Pronunciation, an·noy, Key (a-noi) v. an·noyed, an·noy·ing, an·noys ...

To cause slight irritation (to another) by troublesome, often repeated acts....

To harass or disturb by repeated attacks....troubled persistently especially with petty annoyances. v. - To be annoying Annoy refers to mild disturbance caused by an act that tries one's patience.

The Anatolian Shepherd might be thinking "This long white fur coat AnOyes me".... while the Samoyed might feel "AnOyed" by the large droopy jowls hanging from the head that appears on my shoulders". (That's understandable).

The Anatolian Shepherd can trace it's lineage to the Anatolian Plateau in Turkey. Also known as a Goban Kopegi or Karabash. This is an ancient working dog breed, and served to protect livestock and shepherds from predators.

Socialization is an on going necessity with this breed. They are fiercely loyal and very possessive with family, property and livestock. They are not easily intimidated and the simplest rule of thumb is, "don't mess with them".... period. Living and working outdoors in harsh climates contribute to the hardiness of this sturdy breed. (This might explain why they are a bit like a bull in a china shop when kept in an apartment or similar confined area; things can, and do, get broken and bent).
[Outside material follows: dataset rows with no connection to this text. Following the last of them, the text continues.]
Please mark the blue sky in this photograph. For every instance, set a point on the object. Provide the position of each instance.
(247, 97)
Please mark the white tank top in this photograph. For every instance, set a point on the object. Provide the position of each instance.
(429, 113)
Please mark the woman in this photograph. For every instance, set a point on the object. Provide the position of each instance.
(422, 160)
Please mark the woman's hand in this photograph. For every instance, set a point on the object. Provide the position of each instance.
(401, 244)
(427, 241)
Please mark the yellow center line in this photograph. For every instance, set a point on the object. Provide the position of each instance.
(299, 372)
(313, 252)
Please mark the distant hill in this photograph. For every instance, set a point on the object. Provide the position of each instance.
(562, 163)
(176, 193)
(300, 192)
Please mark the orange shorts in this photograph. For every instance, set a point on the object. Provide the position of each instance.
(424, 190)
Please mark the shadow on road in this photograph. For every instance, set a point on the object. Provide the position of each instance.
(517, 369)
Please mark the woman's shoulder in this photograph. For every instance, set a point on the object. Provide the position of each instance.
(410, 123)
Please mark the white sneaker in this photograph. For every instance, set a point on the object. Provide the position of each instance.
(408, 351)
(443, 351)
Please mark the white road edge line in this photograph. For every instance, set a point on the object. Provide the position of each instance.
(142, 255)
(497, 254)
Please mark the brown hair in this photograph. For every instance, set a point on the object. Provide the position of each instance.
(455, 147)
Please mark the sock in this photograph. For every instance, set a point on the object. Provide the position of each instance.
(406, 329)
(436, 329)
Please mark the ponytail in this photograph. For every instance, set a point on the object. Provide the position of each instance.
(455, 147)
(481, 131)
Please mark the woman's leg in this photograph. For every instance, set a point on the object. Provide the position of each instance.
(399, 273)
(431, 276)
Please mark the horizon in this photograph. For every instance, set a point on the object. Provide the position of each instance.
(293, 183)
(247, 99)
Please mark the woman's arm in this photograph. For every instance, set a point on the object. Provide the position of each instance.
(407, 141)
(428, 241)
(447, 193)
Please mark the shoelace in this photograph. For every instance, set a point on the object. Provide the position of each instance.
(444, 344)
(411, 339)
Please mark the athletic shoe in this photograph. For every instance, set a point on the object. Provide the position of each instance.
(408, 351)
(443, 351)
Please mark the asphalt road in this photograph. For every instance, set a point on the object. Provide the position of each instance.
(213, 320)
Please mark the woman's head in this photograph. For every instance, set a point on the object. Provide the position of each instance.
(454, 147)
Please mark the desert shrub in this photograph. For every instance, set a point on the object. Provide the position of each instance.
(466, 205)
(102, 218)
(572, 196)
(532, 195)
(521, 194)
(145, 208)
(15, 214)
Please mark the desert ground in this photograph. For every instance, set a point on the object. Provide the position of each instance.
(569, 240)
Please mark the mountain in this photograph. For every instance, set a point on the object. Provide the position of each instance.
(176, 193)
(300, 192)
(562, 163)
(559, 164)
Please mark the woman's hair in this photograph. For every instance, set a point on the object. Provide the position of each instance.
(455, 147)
The Samoyed is also a working dog with an impressive record of working in Arctic conditions while performing the most demanding of tasks. In many ways, their temperament is the opposite of the Anatolian's, in that they are known as gentle, friendly, and trusting, thus unlikely to make a good guard dog.

It's not a good idea to keep them inside, though, as they are known to eat entire homes if left alone to long. (Even an hour can be surprisingly costly). Their tendency to bark will drive neighbors to insanity too. What's really interesting is when these two breeds breed.

From the Anatolian's point of view, having to wear a long coat of fine silky white fur is akin to a longshoreman being forced to wear a dress to a union meeting.

The Samoyed is annoyed to pass a window or a mirror and come face to face with that face facing them. Then, blend the basic temperaments, and the AnOyed must feel like being trapped in a never ending "change of life" cycle. Bipolar doesn't mean they've worked in more than one polar region.

As a final note, I will try to explain, in understandable terms, the how and why, the pro and con, yes and no and even the yea and nay of the concept of this particular segment of the "Rare Breeds" addition to the worlds canine gene pool. The Anatolian Shepherd & Samoyed phenomenon, although a difficult concept to understand, (especially to cat lovers), can be explained and much better understood, in simpler terms.

Natures natural neutering need not be necessary, or even needed, by this AnOyed network of breeders. Necessity never negates the newfangled novel approaches to "one upping" the normally numerous numbers of breeders meeting neurotic new demands for noteworthy newborn canines necessary to negate the overwhelming demand and neutralize the never ending numerous numbers of naysayers.

I wouldn't want you to become AnOyed, so that is the last word on the subject.